Of course, much of the museum’s focus is on the history of cars, and the expertise and legacy of this definitive American industrialist and those like him. So the violin collection is a bit of a standout – until you explore the particular fondness Ford had for, as he called them, fiddles.

That affinity for violins was rooted in Ford’s nostalgia for the dance music of his youth, roughly the 1870s and 1880s. It was country music from his rural Michigan origins that he wished for the most, so much so he bought an inexpensive violin as a young man on which he taught himself to play (not well, by his own admission, but well enough). By the 1920s, Ford was rich enough to begin buying violins of the master Italian luthiers.

His love for the fiddle took an intentional turn as he began to support a revival of 19th century dances and dance music. While not fully American – square dancing, which he promoted, is derived in part from French and British reels – these dances were Ford’s rejection of the budding jazz music genre, the lively dances such as the Charleston, and other modern forms that were increasingly popular at that time. His reversion to historical music and dance was a part of his famously anti-Semitic pronouncements, which suggested a collusion between African Americans and Jewish people was undermining traditional culture in the US.
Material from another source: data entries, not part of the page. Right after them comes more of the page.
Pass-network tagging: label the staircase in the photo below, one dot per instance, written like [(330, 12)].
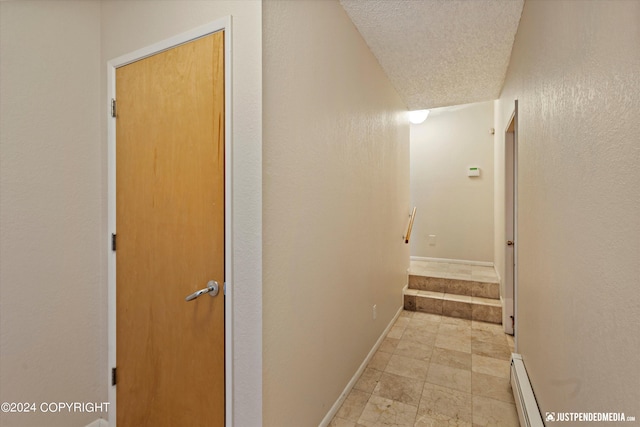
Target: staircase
[(454, 290)]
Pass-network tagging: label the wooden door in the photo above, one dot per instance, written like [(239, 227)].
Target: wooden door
[(170, 237)]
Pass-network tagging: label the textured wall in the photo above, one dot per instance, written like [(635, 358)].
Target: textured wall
[(336, 200), (455, 208), (130, 25), (52, 334), (575, 71)]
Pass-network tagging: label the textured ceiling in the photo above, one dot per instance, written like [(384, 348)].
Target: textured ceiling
[(440, 52)]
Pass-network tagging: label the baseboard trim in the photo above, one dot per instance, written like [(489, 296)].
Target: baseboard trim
[(453, 261), (336, 406)]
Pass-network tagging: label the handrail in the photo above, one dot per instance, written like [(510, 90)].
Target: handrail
[(410, 226)]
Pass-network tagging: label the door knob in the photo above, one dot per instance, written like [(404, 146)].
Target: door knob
[(211, 289)]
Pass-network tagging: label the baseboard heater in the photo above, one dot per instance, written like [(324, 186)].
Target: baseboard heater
[(526, 404)]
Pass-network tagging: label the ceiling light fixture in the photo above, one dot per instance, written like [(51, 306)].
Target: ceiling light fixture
[(418, 116)]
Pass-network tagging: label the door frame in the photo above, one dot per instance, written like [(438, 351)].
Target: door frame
[(222, 24), (511, 224)]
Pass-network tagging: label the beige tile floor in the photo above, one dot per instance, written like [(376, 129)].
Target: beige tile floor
[(434, 371)]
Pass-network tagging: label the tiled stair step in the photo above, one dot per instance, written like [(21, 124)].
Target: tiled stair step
[(452, 305), (486, 289)]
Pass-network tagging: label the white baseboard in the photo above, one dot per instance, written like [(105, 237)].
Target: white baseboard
[(453, 261), (98, 423), (526, 404), (336, 406)]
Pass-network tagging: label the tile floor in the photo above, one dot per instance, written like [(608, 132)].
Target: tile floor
[(434, 371)]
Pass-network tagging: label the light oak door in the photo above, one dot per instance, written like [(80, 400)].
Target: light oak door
[(170, 237)]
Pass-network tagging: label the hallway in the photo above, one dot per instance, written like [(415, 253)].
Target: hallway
[(433, 370)]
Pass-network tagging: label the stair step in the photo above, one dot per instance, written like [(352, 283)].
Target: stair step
[(454, 305), (445, 285)]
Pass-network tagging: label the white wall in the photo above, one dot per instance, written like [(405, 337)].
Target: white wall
[(575, 72), (53, 183), (130, 25), (457, 209), (52, 329), (336, 200)]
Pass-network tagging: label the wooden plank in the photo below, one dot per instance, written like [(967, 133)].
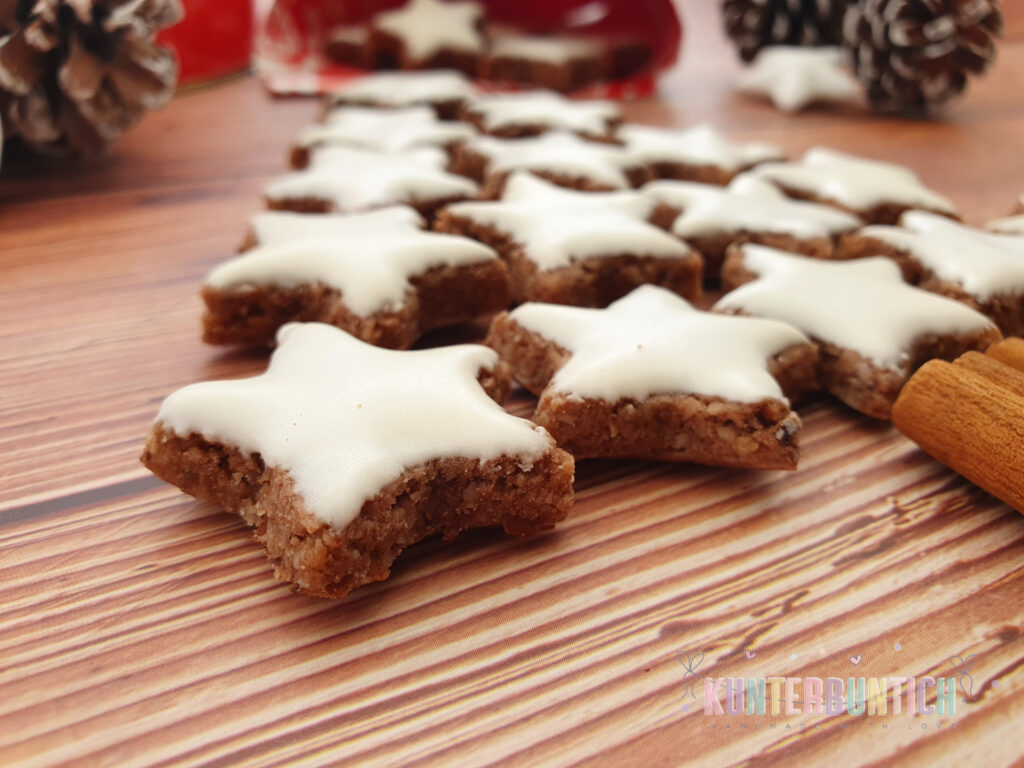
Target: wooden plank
[(138, 627)]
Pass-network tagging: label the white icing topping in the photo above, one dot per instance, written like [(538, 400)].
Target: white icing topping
[(384, 130), (546, 109), (795, 78), (557, 153), (372, 269), (748, 205), (428, 27), (984, 264), (407, 88), (700, 145), (1009, 225), (280, 227), (653, 342), (855, 182), (863, 305), (358, 179), (557, 227), (345, 418), (548, 49)]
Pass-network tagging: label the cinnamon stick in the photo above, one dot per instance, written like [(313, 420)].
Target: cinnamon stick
[(970, 416)]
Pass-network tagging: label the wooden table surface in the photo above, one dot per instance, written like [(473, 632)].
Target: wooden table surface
[(138, 627)]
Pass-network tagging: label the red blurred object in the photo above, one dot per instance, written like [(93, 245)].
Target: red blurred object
[(214, 40), (292, 41)]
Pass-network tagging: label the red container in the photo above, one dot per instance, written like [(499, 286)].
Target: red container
[(214, 39)]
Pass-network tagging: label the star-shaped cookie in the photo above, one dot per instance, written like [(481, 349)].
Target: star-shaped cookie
[(557, 61), (378, 275), (877, 192), (576, 248), (873, 329), (532, 113), (342, 454), (697, 154), (749, 210), (794, 78), (342, 179), (379, 130), (652, 377), (442, 90), (563, 159), (430, 34), (982, 269)]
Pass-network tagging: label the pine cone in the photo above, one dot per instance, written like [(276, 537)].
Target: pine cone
[(74, 74), (914, 54), (754, 25)]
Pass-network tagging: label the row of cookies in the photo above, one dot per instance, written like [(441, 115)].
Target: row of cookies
[(429, 34), (343, 453)]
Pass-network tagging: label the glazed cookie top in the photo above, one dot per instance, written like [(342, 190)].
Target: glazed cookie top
[(557, 153), (384, 130), (795, 77), (653, 342), (282, 227), (549, 49), (700, 145), (1011, 224), (359, 179), (546, 109), (984, 264), (863, 305), (428, 27), (858, 183), (371, 268), (406, 88), (344, 419), (748, 204), (557, 227)]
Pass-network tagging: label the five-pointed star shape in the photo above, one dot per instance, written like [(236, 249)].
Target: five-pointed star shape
[(544, 109), (345, 419), (794, 78), (370, 258), (358, 179), (747, 205), (653, 342), (383, 130), (855, 182), (983, 263), (558, 153), (556, 226), (426, 27), (699, 145), (862, 305)]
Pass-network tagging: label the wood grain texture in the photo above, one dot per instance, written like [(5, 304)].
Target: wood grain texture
[(138, 627)]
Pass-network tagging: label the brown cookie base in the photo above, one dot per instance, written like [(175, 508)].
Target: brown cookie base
[(441, 296), (593, 282), (887, 213), (570, 76), (857, 381), (426, 208), (444, 109), (1006, 310), (671, 427), (523, 130), (475, 166), (713, 247), (443, 496), (389, 52)]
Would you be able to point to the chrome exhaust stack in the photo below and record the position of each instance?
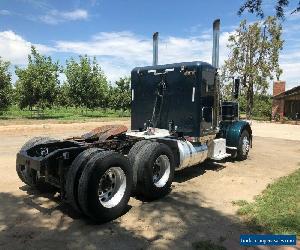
(155, 48)
(216, 35)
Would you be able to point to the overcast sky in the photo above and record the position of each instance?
(119, 32)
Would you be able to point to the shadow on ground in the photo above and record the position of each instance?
(178, 221)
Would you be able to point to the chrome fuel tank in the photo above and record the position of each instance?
(191, 153)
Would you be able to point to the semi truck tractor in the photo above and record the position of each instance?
(178, 120)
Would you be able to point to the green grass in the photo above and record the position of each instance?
(61, 113)
(277, 209)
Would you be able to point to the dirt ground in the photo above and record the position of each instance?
(198, 208)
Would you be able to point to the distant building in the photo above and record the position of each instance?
(285, 103)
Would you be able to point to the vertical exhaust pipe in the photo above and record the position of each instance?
(216, 35)
(155, 48)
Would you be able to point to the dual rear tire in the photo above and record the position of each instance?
(99, 184)
(153, 169)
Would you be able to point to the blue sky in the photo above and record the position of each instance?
(119, 32)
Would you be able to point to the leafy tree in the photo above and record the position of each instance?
(121, 95)
(254, 57)
(38, 82)
(86, 83)
(63, 98)
(5, 85)
(255, 6)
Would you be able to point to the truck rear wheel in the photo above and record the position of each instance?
(74, 174)
(30, 176)
(244, 146)
(156, 166)
(132, 156)
(105, 186)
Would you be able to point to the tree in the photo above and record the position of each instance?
(121, 95)
(5, 85)
(254, 57)
(86, 82)
(255, 6)
(37, 84)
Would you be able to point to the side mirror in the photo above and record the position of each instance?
(236, 88)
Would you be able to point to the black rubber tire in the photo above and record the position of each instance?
(132, 156)
(89, 183)
(30, 176)
(240, 154)
(74, 174)
(144, 162)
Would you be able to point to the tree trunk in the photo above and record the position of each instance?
(249, 108)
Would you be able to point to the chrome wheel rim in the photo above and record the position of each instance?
(112, 186)
(246, 145)
(161, 171)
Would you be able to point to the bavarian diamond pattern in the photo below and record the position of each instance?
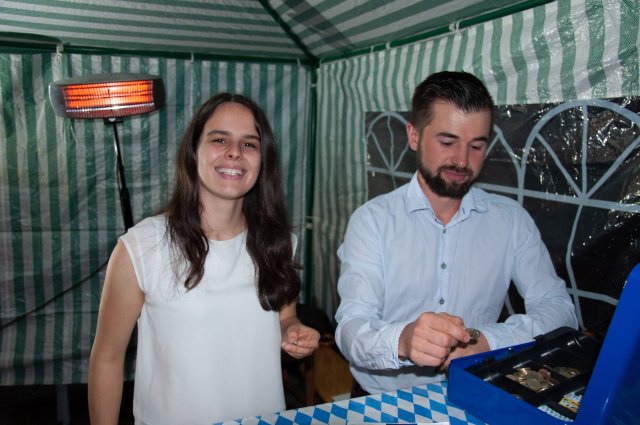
(422, 404)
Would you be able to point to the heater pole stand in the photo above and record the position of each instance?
(125, 203)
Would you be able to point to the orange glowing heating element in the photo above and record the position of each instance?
(110, 99)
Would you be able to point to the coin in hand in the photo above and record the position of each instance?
(473, 333)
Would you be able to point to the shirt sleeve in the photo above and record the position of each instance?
(365, 339)
(547, 303)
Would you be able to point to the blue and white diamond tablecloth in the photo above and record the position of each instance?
(423, 404)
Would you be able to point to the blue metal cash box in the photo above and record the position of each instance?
(564, 377)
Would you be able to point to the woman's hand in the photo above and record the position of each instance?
(298, 340)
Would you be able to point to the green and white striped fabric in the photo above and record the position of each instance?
(565, 50)
(59, 206)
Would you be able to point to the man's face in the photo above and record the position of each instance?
(451, 149)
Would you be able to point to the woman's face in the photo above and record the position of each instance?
(228, 154)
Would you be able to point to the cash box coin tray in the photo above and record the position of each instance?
(563, 377)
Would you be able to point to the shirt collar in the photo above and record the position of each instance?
(474, 200)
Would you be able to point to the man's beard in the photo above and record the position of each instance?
(441, 187)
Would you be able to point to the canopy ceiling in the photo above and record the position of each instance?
(268, 29)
Remarkably, square dancing was taught in American public schools as a physical education class well up into the 1970s. Attempts by legislators as late as 2003 to name square dancing the official national folk dance of the country – received opposition from actual square dancing organizations. They favored a purity of the form that required live fiddlers supplying the music, not recorded music, to lead the dances. It failed as a national measure, but there are 28 states that today name square dancing as the office state folk dance.

The Henry Ford has displayed the violin collection since 2015 at the museum, having previously kept them in a non-public archive. But it should be noted that in his time Ford loaned his instruments to budding virtuosos, including the son of Russian-Jewish immigrants, Grisha Goluboff, who encountered discrimination in Nazi-era Germany. Today, the museum loans such instruments as the 1709 Siberian Stradivarius to the Sphinx organization, a Detroit-based social justice organization that nurtures talented, diverse musicians.